Essa solicitação dos dados junto ao vendedor ajuda ainda a verificar a conduta desse proprietário.

Caso o automóvel realmente esteja com toda a documentação correta e sem pendências, não há motivos para ele não querer essa consulta.

Por outro lado, caso ele se recuse a colaborar, é bem provável que haja algo de errado.

Claro que isso não é uma regra geral, mas vale a pena ficar atento a esses detalhes na hora de comprar um veículo usado, principalmente nessas situações de dupla transferência.

Compra de veículo com débitos

O grande problema de alguns processos de transferência é justamente a possibilidade do comprador ser enganado na hora da compra.

Por isso, a Dupla Transferência de Veículo é uma forma eficiente de evitar essas situações de adquirir um automóvel com débitos e restrições.

Isso porque o vendedor deve primeiramente passar o transporte para o seu nome, o que garante que todas as dívidas sejam pagas por ele. Depois, quando o comprador for fazer o CRV, não haverá mais pendências passadas.

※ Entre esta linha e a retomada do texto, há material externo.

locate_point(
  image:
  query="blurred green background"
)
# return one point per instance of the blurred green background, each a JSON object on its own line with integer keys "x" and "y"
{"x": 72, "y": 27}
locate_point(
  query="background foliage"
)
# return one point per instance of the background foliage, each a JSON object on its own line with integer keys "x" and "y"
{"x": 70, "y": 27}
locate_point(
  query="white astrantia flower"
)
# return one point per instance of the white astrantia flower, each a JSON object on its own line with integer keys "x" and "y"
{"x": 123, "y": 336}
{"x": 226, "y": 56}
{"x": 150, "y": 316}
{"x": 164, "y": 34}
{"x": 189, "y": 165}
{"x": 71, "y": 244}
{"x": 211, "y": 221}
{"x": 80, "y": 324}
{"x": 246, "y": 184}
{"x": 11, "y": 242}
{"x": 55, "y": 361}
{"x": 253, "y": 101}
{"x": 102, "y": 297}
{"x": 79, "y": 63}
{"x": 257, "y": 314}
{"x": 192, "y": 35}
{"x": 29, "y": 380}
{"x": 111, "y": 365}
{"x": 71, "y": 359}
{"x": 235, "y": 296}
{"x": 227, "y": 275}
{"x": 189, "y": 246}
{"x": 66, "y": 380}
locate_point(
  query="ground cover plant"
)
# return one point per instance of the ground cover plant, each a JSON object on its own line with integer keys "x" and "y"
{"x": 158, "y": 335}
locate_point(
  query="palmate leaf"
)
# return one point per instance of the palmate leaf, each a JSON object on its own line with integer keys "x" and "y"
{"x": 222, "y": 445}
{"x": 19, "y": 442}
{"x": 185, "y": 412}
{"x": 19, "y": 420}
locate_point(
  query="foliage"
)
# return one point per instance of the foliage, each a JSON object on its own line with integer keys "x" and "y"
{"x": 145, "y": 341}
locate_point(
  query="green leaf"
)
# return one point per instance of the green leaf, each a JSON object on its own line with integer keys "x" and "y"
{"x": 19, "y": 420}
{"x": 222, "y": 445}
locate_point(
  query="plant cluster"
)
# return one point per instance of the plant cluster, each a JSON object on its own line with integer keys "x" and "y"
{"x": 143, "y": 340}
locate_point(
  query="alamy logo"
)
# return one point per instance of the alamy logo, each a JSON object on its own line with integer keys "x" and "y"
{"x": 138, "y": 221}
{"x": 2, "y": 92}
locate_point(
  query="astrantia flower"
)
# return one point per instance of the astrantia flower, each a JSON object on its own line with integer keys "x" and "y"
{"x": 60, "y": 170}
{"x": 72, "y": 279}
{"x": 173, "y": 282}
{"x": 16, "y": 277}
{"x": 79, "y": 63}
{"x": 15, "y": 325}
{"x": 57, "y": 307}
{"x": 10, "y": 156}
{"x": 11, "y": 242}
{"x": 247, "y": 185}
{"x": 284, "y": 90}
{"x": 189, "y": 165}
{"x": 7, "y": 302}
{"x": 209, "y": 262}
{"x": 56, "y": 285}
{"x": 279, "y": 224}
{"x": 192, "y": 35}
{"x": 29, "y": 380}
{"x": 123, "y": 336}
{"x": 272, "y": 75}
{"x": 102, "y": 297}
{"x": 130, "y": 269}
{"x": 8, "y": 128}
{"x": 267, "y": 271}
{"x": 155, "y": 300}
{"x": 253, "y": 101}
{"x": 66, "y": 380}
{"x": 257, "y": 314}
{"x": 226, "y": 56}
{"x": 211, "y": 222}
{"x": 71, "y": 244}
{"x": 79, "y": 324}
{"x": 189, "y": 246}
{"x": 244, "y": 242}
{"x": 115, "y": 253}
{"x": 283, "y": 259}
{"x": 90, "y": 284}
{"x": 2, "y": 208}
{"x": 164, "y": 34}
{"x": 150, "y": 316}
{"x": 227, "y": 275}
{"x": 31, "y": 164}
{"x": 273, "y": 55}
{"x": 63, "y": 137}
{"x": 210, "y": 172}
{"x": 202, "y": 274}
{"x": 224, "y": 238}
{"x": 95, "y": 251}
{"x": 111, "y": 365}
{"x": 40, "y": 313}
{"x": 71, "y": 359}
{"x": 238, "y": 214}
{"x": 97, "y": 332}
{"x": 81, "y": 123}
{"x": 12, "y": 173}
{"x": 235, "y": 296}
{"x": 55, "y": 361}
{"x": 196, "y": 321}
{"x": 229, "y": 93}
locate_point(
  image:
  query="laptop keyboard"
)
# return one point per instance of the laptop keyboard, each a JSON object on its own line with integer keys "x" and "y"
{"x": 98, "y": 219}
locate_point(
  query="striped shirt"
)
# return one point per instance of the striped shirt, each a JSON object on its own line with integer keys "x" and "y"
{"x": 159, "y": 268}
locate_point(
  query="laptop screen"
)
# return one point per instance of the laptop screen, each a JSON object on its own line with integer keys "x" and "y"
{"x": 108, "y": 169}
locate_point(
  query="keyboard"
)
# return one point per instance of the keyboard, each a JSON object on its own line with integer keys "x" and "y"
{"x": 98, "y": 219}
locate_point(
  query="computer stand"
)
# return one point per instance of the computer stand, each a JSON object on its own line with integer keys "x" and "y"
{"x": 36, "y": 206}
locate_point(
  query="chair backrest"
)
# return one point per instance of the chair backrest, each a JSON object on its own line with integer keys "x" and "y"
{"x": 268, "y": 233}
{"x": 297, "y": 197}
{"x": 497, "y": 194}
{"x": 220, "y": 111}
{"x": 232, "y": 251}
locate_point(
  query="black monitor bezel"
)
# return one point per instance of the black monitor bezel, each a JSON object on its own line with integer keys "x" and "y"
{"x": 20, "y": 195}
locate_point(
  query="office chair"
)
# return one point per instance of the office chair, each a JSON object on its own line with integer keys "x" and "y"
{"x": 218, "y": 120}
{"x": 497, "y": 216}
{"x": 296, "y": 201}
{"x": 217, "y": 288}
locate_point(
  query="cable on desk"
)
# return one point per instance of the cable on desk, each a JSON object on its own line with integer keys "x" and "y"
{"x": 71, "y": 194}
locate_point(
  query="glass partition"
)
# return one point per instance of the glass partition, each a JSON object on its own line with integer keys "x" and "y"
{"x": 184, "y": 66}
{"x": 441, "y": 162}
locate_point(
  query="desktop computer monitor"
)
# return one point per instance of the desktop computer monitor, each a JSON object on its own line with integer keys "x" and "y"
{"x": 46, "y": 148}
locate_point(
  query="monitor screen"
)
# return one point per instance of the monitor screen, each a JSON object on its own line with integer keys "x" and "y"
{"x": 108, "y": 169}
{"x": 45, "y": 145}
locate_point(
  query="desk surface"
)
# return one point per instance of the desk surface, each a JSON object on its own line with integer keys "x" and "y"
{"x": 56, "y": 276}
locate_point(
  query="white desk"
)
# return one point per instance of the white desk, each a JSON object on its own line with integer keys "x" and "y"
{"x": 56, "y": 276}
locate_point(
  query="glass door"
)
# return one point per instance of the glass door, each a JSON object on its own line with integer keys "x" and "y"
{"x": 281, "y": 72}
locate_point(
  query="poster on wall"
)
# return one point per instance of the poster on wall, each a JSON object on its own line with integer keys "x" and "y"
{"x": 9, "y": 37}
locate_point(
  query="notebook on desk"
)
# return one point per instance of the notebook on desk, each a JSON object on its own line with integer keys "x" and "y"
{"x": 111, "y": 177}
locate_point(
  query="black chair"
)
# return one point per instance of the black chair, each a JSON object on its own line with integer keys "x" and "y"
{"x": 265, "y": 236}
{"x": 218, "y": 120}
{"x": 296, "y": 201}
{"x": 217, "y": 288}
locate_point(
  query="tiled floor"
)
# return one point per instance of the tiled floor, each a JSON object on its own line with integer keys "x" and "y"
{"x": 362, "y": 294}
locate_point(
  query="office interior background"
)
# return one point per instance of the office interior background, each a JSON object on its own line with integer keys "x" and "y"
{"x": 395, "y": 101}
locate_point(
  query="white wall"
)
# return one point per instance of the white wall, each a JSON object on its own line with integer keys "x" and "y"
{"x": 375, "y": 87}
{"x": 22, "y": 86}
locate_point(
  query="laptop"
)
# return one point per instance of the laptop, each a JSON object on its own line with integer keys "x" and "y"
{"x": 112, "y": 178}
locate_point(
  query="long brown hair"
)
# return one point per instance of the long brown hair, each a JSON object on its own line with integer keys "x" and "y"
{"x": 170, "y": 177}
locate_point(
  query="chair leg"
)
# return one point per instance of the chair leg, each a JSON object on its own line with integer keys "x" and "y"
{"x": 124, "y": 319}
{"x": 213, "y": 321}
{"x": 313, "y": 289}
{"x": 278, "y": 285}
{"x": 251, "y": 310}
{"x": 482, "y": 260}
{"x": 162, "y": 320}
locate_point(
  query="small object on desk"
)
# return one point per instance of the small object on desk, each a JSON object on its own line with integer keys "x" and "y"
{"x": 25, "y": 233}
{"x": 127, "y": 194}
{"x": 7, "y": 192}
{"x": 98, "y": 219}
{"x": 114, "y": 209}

Mesmo assim, também é possível negociar esses valores pendentes, distribuindo a dívida do veículo entre as duas partes do negócio. Ou o próprio comprador também pode arcar com todas as despesas, caso queira.

O mais importante é que haja um consenso, e que haja uma redução no valor total do veículo. Assim, há muitas saídas possíveis e métodos para tornar o negócio justo e legalizado.

Para isso, é indispensável que o futuro proprietário faça essa consulta veicular, para verificar a situação do automóvel.

Como fazer a Dupla Transferência de uma moto?

Apesar de existirem muitas diferenças entre os tipos de transportes automotores, como caminhão, moto, carro ou quadriciclo, há algumas leis básicas que não diferem tanto assim.

No caso das transferências, há uma sequência que se repete em grande parte.

E quando se fala na Dupla Transferência de Veículo, também não há diferença entre uma moto ou carro.

O processo segue exatamente igual, sendo preciso primeiramente que o vendedor organize a documentação e registre o automóvel em seu nome.

Depois, ele passa a moto para o nome do comprador, que começa a ser legalmente o seu proprietário.